In a study of regulators of nerve growth factor, Ieda et al. (2004) found that endothelin-1 (EDN1; 131240) specifically upregulated NGFB expression in primary cultured cardiomyocytes. EDN1-induced NGF augmentation was mediated by EDNRA (131243), Gi-beta-gamma (see 139310), PKC (see 176960), the Src family (see 190090), EGFR (131550), MAPK3 (601795), MAPK14 (600289), AP1 (165160), and CEBPD (116898). Either conditioned medium or coculture with EDN1-stimulated cardiomyocytes caused NGF-mediated PC12 cell differentiation. Edn1-deficient mice exhibited reduced NGF expression and norepinephrine concentration in the heart, reduced cardiac sympathetic innervation, excess apoptosis of sympathetic stellate ganglia, and loss of neurons at the late embryonic stage. Cardiac-specific overexpression of NGF in Edn1-deficient mice overcame the reduced sympathetic expression and loss of stellate ganglia neurons. Ieda et al. (2004) concluded that EDN1 plays a critical role in sympathetic innervation of the heart.

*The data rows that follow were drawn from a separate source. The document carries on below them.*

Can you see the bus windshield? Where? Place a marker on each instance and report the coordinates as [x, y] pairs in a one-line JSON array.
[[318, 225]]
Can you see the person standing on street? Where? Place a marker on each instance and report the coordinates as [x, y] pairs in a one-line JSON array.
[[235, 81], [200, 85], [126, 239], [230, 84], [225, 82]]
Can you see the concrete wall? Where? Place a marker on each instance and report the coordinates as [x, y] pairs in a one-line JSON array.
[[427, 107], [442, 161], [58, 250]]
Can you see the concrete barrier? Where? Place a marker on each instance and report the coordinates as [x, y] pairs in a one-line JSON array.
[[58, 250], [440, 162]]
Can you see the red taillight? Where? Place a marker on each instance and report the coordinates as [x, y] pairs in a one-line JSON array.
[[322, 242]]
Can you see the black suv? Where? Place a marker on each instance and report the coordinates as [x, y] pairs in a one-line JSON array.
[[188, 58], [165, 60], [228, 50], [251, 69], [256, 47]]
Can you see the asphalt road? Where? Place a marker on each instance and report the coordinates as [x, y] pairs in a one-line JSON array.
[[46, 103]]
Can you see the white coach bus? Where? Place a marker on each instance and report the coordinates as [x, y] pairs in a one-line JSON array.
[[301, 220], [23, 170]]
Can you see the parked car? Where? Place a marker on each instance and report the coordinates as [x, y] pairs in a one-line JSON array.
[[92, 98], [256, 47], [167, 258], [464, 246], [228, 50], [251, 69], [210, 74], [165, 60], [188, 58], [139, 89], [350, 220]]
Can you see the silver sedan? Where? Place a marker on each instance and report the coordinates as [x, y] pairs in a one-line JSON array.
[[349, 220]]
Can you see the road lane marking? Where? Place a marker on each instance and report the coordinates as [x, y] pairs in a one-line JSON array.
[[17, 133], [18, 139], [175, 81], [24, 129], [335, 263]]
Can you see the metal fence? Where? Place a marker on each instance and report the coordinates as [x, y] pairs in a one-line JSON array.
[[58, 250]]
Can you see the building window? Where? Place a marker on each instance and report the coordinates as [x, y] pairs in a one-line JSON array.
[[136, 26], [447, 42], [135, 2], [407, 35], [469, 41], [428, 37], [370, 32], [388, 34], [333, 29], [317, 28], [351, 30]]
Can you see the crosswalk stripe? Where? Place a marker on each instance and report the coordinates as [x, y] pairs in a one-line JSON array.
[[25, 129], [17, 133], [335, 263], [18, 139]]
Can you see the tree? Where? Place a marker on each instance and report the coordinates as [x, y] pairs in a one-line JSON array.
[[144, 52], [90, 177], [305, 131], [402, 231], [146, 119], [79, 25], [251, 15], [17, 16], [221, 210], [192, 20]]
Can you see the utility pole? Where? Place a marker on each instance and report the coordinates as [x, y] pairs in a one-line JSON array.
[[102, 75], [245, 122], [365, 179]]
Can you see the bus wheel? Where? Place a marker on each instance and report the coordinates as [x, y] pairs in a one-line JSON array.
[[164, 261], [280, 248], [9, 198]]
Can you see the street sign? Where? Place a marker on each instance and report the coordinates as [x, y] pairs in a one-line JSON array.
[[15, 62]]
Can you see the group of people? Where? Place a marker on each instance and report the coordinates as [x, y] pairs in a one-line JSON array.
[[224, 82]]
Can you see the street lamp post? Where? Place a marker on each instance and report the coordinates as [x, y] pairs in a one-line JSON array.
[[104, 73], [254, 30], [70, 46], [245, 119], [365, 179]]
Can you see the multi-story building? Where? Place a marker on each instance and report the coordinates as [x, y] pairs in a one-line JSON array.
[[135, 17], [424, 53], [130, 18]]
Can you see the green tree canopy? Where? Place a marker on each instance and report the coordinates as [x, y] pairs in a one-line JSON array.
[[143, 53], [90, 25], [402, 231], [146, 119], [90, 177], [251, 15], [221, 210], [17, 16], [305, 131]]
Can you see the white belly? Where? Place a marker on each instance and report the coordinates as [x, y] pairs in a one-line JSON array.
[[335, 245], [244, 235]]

Kuruvilla et al. (2004) found that the related neurotrophins NGF and NT3 (162660), acting through a common receptor, TRKA (191315), were required for sequential stages of sympathetic axon growth and, thus, innervation of target fields. Yet, while NGF supported TRKA internalization and retrograde signaling from distal axons to cell bodies to promote neuronal survival, NT3 could not. Final target-derived NGF promoted expression of the p75 neurotrophin receptor, in turn causing a reduction in the sensitivity of axons to intermediate target-derived NT3. Kuruvilla et al. (2004) proposed that a hierarchical neurotrophin signaling cascade coordinates sequential stages of sympathetic axon growth, innervation of targets, and survival in a manner dependent on the differential control of TRKA internalization, trafficking, and retrograde axonal signaling.
Neurotrophins (NTFs) act as survival and differentiation factors in the nervous system and have been detected in the developing rodent testis. To determine whether neurotrophins could influence development and maturation of the human fetal testis, Robinson et al. (2003) examined the cell-specific expression and distribution of several members of the neurotrophin family and their receptors during the second trimester, with particular emphasis on NT4 and TRKB. They detected expression of mRNA for NGF, NT3 and NT4 (162662), BDNF (113505), the high-affinity receptors TRKA, TRKB (600456), and TRKC (191316), and the low-affinity p75 receptor (NGFR; 162010) in the human testis between 14 and 19 weeks' gestation. NT4 mRNA and protein were predominantly localized to the peritubular cells. These cells were also the site of expression of p75. By contrast, NGF and NT3 were mainly expressed in Sertoli and interstitial cells. Robinson et al. (2003) concluded that these data demonstrate the expression of neurotrophins and their receptors in the human fetal testis during the second trimester and indicate possible roles in the regulation of proliferation and survival of germ cells and peritubular cells.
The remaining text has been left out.